GİRİT’li Türkler, Rumların zulüm ve katliamları karşısında, 1876’dan başlayarak en son 1924’de Mübadele protokolü gereği Anavatanlarına dönmüş olan safkan Türklerdir. Girit Adası, Osmanlı döneminde Türk yurdu iken 200 bin Türk’e karşılık sadece 60 Rum vardı.

Osmanlı’yı parçalamak isteyen vahşi batılılar, bugünkü politikaları gibi, haçlı entrikalarıyla Girit Adasındaki katliamlara zemin hazırlamışlardır.Bazı tarihinden habersiz ukalaların, Girit’li Türklere dil uzatmadan önce Türk Milletinin tarihini çok iyi öğrenmesi gerekir. Şu tarihi gerçekleri açıklamayı, herkesin bilmesi açısından yararlı görüyorum:
* 16 Haziran 1926’da İzmir’de rahmetli Atatürk’e karşı tertiplenen suikasti önleyenin Giritli Motorcu Şevki olduğunu biliyor musunuz?

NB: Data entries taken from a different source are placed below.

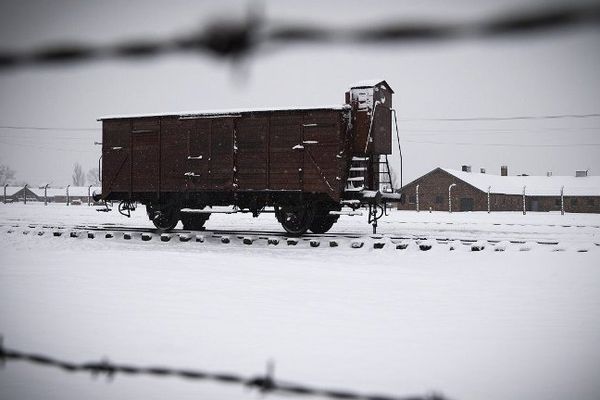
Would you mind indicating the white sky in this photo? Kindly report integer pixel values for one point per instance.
(539, 75)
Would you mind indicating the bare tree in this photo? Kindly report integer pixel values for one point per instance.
(6, 174)
(93, 177)
(78, 175)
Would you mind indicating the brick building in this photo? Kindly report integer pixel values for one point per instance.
(469, 191)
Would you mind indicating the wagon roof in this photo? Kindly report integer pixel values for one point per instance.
(534, 185)
(371, 83)
(233, 111)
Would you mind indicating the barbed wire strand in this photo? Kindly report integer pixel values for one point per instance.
(264, 383)
(236, 39)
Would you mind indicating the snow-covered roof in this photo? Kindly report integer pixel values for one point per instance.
(192, 114)
(370, 83)
(78, 191)
(534, 185)
(12, 190)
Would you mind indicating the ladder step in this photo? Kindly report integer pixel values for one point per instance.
(355, 189)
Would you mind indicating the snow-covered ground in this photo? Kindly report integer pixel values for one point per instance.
(471, 325)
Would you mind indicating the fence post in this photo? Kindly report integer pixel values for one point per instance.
(417, 189)
(450, 197)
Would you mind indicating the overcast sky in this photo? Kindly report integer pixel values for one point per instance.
(537, 75)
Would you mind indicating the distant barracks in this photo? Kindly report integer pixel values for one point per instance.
(478, 191)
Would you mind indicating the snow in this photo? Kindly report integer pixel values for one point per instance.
(225, 112)
(535, 185)
(366, 83)
(518, 323)
(12, 190)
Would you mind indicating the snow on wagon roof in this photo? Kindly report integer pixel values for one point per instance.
(191, 114)
(535, 185)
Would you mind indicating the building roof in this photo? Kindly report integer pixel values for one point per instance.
(12, 190)
(224, 112)
(534, 185)
(371, 83)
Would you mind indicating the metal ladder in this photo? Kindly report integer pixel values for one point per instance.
(385, 175)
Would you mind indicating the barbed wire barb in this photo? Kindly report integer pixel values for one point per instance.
(263, 383)
(235, 40)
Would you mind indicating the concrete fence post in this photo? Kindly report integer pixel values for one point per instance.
(450, 197)
(562, 200)
(417, 194)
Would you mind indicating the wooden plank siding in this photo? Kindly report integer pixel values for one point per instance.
(248, 152)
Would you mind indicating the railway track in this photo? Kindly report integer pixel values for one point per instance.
(277, 239)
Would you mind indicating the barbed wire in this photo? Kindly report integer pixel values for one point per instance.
(235, 39)
(264, 383)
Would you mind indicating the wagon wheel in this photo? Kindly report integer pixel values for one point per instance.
(295, 219)
(194, 221)
(166, 219)
(322, 224)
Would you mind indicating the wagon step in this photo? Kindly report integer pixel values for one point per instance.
(348, 212)
(355, 189)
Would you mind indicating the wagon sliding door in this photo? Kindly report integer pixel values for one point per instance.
(251, 135)
(198, 154)
(285, 162)
(220, 162)
(209, 157)
(145, 155)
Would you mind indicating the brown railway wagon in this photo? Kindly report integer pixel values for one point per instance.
(297, 160)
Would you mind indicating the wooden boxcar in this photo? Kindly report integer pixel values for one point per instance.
(306, 163)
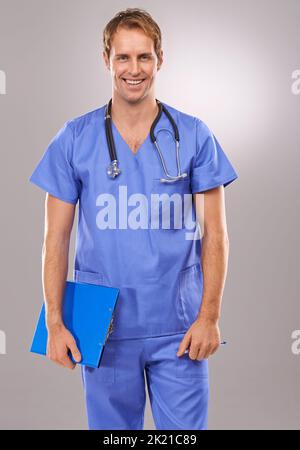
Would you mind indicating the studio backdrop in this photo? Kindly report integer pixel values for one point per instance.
(235, 64)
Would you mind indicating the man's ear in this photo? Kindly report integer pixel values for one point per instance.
(160, 60)
(106, 60)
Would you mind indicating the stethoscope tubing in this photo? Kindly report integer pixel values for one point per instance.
(113, 169)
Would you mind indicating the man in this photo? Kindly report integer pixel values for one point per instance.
(166, 319)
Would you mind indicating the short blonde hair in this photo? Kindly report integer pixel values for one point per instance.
(132, 18)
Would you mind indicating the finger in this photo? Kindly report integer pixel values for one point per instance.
(66, 361)
(194, 350)
(215, 348)
(203, 352)
(74, 350)
(184, 344)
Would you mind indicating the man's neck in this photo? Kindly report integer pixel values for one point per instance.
(133, 115)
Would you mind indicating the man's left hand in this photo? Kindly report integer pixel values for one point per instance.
(202, 339)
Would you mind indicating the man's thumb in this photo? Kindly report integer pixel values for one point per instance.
(74, 350)
(183, 345)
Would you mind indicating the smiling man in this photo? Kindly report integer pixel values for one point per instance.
(166, 319)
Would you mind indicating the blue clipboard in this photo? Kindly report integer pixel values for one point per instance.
(87, 312)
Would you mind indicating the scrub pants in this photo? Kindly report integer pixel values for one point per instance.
(178, 386)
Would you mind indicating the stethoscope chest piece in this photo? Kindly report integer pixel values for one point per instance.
(113, 170)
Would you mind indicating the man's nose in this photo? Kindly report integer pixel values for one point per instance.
(134, 67)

* 23 Aralık 1930’da Menemen’de yobazlar tarafından şehit edilen Türk Milliyetçisi bir subay olan Mustafa Fehmi Kubilay’ın Girit/Kandiye’den gelen ve Kozan’da doğmuş olan Girit’li Türklerdendir.

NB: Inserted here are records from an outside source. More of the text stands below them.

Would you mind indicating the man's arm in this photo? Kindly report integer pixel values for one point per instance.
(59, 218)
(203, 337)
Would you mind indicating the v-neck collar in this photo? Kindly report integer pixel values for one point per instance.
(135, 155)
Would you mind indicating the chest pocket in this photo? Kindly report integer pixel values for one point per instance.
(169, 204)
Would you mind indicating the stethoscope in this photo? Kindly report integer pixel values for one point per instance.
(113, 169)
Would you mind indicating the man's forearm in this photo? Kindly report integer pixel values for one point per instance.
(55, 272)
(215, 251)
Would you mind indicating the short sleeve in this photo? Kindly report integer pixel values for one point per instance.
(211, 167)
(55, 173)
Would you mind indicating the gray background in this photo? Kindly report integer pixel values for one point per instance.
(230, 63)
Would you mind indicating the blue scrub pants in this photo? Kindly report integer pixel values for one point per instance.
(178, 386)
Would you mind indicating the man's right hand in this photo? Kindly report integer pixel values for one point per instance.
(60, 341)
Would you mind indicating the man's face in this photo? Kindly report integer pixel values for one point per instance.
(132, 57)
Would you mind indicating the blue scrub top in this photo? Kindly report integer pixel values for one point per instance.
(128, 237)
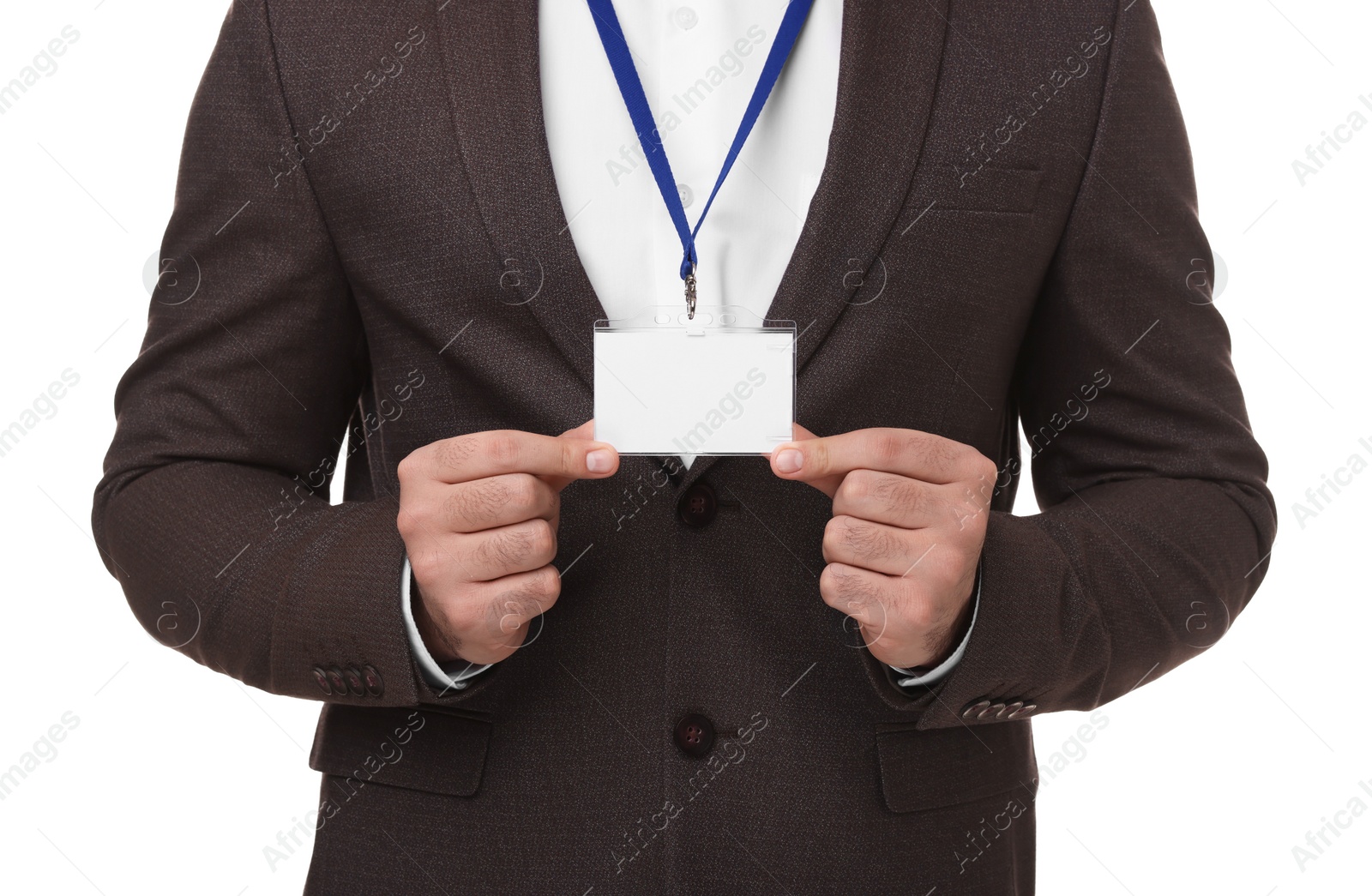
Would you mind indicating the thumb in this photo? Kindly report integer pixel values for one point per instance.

* Menemen olayındaki ikinci şehidimiz bekçi Hasan’ın da, Kandiye’den İzmir’e gelen Girit’li Türklerden olduğunu biliyor musunuz?
* Çanakkale’de İngilizlere karşı Eshab-ı Kehf dağı yamaçlarında Fransızlara karşı kahramanca çarpışırken verdiğimiz şehitlerimizin ve gazilerimizin sayısını biliyor musunuz?

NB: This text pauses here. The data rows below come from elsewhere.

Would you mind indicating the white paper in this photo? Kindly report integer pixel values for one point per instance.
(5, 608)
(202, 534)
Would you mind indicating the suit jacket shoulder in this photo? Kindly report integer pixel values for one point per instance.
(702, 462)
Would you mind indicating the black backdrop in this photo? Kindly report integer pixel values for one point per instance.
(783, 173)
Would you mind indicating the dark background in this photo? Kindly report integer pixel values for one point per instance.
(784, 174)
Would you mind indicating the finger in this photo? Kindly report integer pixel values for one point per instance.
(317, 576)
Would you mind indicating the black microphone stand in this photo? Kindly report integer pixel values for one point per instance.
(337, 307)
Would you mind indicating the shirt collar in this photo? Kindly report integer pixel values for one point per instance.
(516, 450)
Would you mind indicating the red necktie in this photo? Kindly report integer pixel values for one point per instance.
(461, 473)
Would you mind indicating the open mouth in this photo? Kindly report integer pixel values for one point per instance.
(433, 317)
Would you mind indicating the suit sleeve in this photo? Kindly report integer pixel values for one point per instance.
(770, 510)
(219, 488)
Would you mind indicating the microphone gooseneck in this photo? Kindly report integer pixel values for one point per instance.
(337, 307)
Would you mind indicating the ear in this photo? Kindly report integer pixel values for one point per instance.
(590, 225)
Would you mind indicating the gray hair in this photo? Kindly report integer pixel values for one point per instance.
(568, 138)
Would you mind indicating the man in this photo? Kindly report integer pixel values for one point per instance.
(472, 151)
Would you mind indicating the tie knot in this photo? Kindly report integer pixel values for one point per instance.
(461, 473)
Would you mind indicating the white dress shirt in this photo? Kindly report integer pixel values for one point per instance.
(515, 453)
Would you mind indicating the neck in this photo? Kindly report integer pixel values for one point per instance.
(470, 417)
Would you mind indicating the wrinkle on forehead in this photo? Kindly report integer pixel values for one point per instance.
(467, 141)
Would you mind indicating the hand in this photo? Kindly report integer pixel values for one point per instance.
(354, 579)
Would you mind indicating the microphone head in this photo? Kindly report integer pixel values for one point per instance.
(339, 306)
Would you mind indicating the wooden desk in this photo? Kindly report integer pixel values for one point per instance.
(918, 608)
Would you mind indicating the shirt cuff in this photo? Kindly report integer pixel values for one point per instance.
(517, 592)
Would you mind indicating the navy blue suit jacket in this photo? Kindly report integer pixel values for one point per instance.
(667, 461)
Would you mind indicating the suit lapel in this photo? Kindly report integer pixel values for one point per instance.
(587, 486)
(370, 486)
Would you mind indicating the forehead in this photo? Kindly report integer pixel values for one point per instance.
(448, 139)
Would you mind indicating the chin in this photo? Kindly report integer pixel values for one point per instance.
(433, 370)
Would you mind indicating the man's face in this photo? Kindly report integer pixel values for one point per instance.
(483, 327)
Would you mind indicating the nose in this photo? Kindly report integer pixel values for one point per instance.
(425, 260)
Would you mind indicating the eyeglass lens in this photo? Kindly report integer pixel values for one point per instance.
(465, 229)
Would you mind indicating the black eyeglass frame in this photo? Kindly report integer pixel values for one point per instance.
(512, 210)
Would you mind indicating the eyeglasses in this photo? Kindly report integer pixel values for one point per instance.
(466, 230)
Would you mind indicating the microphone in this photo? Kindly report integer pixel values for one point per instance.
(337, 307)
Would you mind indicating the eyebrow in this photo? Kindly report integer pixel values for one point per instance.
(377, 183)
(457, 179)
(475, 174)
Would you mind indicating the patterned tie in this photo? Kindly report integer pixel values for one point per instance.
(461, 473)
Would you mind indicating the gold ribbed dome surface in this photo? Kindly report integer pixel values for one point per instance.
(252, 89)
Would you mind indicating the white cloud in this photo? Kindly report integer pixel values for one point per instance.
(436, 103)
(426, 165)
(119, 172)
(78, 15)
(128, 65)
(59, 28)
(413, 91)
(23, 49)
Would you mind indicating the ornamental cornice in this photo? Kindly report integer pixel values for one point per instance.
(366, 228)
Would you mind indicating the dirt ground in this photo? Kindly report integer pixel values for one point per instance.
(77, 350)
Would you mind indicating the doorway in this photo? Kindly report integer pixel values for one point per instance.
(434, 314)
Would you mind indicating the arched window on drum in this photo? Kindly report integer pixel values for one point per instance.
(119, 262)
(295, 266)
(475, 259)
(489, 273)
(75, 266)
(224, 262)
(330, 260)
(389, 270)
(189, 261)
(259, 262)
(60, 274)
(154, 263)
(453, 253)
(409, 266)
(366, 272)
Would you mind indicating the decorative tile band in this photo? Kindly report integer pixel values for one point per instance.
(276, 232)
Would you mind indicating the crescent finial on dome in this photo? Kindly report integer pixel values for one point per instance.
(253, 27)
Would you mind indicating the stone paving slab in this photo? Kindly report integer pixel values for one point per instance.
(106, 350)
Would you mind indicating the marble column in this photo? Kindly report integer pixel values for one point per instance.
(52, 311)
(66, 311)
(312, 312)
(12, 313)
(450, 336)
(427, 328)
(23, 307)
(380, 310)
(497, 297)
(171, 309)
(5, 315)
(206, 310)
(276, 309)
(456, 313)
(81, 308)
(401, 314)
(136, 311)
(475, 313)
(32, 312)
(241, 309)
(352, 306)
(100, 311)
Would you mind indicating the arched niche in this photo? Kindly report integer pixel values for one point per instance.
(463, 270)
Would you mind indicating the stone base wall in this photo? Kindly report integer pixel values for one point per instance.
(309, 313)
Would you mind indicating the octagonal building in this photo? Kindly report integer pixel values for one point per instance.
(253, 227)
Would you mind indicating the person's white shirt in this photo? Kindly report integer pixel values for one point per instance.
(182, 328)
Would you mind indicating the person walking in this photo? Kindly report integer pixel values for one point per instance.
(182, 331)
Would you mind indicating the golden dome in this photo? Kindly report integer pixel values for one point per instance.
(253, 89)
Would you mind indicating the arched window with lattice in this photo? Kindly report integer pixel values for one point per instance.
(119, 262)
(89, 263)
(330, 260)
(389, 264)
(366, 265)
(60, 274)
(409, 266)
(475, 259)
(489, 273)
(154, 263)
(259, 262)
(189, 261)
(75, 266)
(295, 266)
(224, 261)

Müslüman Türk Milletinin bireylerine "Gâvur" sıfatını yakıştırmaya çalışan her kim olursa olsun o kişinin Müslümanlığı ve Türklüğü tartışılır.
Oysa, Girit’li Türkler, Girit Adasında ve Türkiye’de Müslüman Türk Milletine saldıran kefereye karşı cengaverce çarpışırken onbinlerce şehit vermişlerdir.
Girit Adası, 1912’de Yunanistan’ın egemenliğine girince, atalarımızın Kur’an okumaları ve camilere gitmeleri yasaklanmış, Türkçe yerine Yunanca konuşmak zorunlu hale getirilerek Türkçe eğitim kaldırılmış ve birçok özgürlükleri ellerinden alınmıştır.

Benim atalarım, onların ırkından ve dininden olsalardı, Rumların zulmüne uğrar mıydı? Girit’li Türkler "gâvur" olsaydı, o toprakları bırakıp Anavatan’a dönerler miydi?
Yoksa sen, benim atalarımın Türk olup olmadığını, 1924 "MÜBADELESİ"ni gerçekleştiren Ulu Önder Atatürk’ten daha mı iyi biliyorsun?
Bizim, Türklüğümüzden ve Milliyetçiliğimizden asla şüphemiz yoktur"

İşte böyle...Ali ağabey gerçekten de hiç yakışık almayan ve gerçek olmayan "Gâvur" sıfatının uydurulması karşısında böylesine sinirlenirken ve haklı olarak herkesin Giritlilerin geçmişini de bugününü de öğrenmesi için tarihi bilgiler aktarırken ben de bazı artniyetli kişilerce onurları kırılmak istenen Giritli kardeşlerimize destek olmak, onlarında müslüman ve bizim özbe öz kardeşimiz, bu vatanın evlatları olduğunu duyurmak için Ali ağabeyimin anlattıklarından da esinlenerek böyle bir yazıyı kaleme alıp siz değerli okurlarımıza duyurmak istedim.
Ne olursa olsun..Bir şeyi bilmemek ayıp değil, o işin aslını öğrenmemek ve yanlış bililerle birini rencide etmeye çalışmak ayıptır.